Friday, July 22, 2016

On the Peak Oil (Demand) Front...

Peak Oil demand is spreading more pain and gloom throughout the Oil Patch of the global economy.

The following two articles were posted by Raúl Ilargi Meijer on The Automatic Earth yesterday and today.

The first one:  More Pain Seen For US Crude As Product Glut Adds To Gloom (Reuters)
A glut of refined products has worsened the already-grim outlook for U.S. crude oil for the rest of the year and the first half of 2017, traders warned this week, as the spread between near-term and future delivery prices reached its widest in five months. A stubborn, massive supply overhang punished crude over the winter as U.S. oil futures hit 12-year lows in February. As supply outages and production cuts increased, crude rallied and spreads tightened significantly in May. But the unusually large amount of gasoline and oil in storage, combined with expectations of a ramp-up in crude production, has made traders more bearish on the price outlook for late 2016 and early 2017.
The second one: Fracklog in Biggest US Oil Field May All But Disappear (Bloomberg)
The number of dormant crude and natural gas wells in the U.S. stopped growing in the first quarter – and may all but disappear in the nation’s biggest oil field should prices hold steady. As of April 1, there were 4,230 wells left idle after being drilled, a figure little changed from January, according to an analysis by Bloomberg Intelligence. While some explorers have continued to grow their fracklog of drilled but not yet hydraulically fractured wells, others began tapping them in February as oil prices rose, the report showed.

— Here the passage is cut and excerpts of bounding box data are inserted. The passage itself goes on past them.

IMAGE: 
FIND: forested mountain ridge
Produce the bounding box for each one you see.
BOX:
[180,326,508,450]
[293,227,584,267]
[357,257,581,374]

Crude in the $40- to $50-a-barrel range may wipe out most of the fracklog in Texas’s Permian Basin and as much as 70% of the inventory in its Eagle Ford play by the end of 2017, according to Bloomberg Intelligence analyst Andrew Cosgrove. While bringing them online is the cheapest way of taking advantage of higher prices, the wave of new supply also threatens to kill the fragile recovery that oil and gas markets have seen so far this year. “We think that by the end of the third quarter, beginning of the fourth quarter, the bullish catalyst of falling U.S. production will be all but gone,” Cosgrove said in an interview Thursday. “You’ll start to see U.S. production flat lining.”
"Higher oil prices," that is, in the $40 to $50 range, can entice the extractors to return to pump out or frack out the wells that are dormant, or just drilled and capped. Unfortunately, according to the above Reuters article, and oil price developments today, those higher prices cannot be guaranteed. As Raúl Meijer says, What’s going to happen to the lenders who made it all possible?

Now the latest from The Wall Street Journal:
Oil prices fell Friday as a glut in oil products stoked market concerns that the global crude market will remain oversupplied longer than expected. 
U.S. crude oil for September delivery recently fell 54 cents, or 1.2%, to $44.21 a barrel on the New York Mercantile Exchange. Brent, the global benchmark, fell 58 cents, or 1.3%, to $45.62 a barrel on ICE Futures Europe.
This simple chart explains why oil prices are so low compared to those in 2014.
Source: vox.com.

Demand is not keeping up with supply, despite an amount lower than the peak extracted in July of 2015. A NEW oil production peak, projected for the end of 2016, is not expected to outstrip demand. Which means there will be an even BIGGER glut and a backup in oil supplies being delivered because consumption by the end user is not fast enough. And storing all that oil has got to cost a lot of money.

Now what's the cause of this new oil peak? It is certainly not demand. But the lenders have to be paid, the social welfare systems of the producer countries have to be supported, companies' employee payrolls have to be met (otherwise employees get laid off), and some amount has to be set aside or spent for maintenance, exploration, drilling of new wells, and overhead, especially if lenders become loath to lend any more money to the fossil fuels industry.

Eventually the oil producers and oil producing companies will have to wise up, and reduce the supply to clear out the glut and backup of oil, in order to get the prices to go back up to a level where they can make a profit, "hopefully" at a price the end consumer can afford*.

* "Hopefully" at a price the consumer can afford: this would be good for the economy, which always has to grow to keep people employed and governments to meet its obligations and lenders to be repaid, but it would be TERRIBLE for the biosphere, us and our civilization, all of which depend on a salubrious climate that doesn't change more rapidly than species and ecosystems can adapt. Burning of more fossil fuels means more Carbon Dioxide in the air which means more and faster Global Weirding... with the coming superstorms the size of continents and the strength of hurricanes coming sooner and more frequently. One already happened last winter.